W końcu kapitan drużyny Winky Crockett oznajmił, że teraz kolej na ścigających. Rebecca i paru innych osób znalazło się na boisku. Chyba podzielili się na dwie grupki i musieli zagrać mecz. Na boisku widać było, że Rebecca do tego była stworzona. Dobrze współpracowała z dwoma uczestnikami z jej drużyny robiąc "głowę jastrzębia" czy "przerzutkę" - która wcale nie była taka łatwa. Po dłuższej chwili w końcu zeszła z boiska. Wyniki miały być na następny dzień.

Poszłam do salonu węża, usiadłam na jednej z pustych kanap i zanurzyłam się w lekturze, czekając na Rebecce. Na szczęście już nie bolała mnie głowa tak jak z rana. W salonie było niewiele osób jak na sobotę ale to wszystko dlatego, że większość była jeszcze na stadionie.

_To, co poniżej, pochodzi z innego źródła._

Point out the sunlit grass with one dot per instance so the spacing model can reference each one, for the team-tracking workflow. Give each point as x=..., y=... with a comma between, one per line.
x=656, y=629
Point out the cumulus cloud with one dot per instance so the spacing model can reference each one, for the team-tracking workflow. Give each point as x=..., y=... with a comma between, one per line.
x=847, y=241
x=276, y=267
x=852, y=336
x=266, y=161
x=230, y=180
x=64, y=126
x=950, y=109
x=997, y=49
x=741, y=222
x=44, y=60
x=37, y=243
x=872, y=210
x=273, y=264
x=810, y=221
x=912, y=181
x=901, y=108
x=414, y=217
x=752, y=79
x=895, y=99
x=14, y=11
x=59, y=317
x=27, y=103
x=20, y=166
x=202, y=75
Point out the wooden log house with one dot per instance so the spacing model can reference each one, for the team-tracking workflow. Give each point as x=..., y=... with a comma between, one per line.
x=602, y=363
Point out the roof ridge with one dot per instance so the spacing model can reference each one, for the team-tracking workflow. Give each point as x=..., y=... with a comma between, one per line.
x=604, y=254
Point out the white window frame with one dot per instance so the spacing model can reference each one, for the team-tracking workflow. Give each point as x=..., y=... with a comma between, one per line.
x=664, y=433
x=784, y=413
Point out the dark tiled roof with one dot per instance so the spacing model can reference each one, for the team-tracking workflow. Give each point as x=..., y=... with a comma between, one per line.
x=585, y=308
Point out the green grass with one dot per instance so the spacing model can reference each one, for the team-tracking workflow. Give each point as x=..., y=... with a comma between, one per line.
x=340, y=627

- I jak mi poszło? - Spytała Rebecca wchodząc do pomieszczenia. Dziewczyna miała rozwalony kucyk, ale za to nie widać było po niej większego zmęczenia. Muszę przyznać zawszę miała dobrą kondycje, zazdrościłam jej tego.

- Z mojej perspektywy wymiatałaś dziewczyno! - wstałam z sofy aby do niej podbiec i przytulić.

Następnego dnia wstałam trochę późno przez co przyszłam spóźniona na śniadanie. Gdy wchodziłam do sali na przeciw mnie szedł Arthur z swoimi znajomymi z Ravenclaw'u. Uśmiechnął się do mnie, a ja odwzajemniłam ten sam gest. Chłopak wydawał mi się sympatyczny, więc chodź zamieniliśmy dosłownie parę słów to ja zdążyłam go polubić.

Usiadłam jak zwykle koło Rebeccy, która widać od razu była zestresowana. Zaraz miało się okazać kto będzie w reprezentować Slytherin w quidditchu.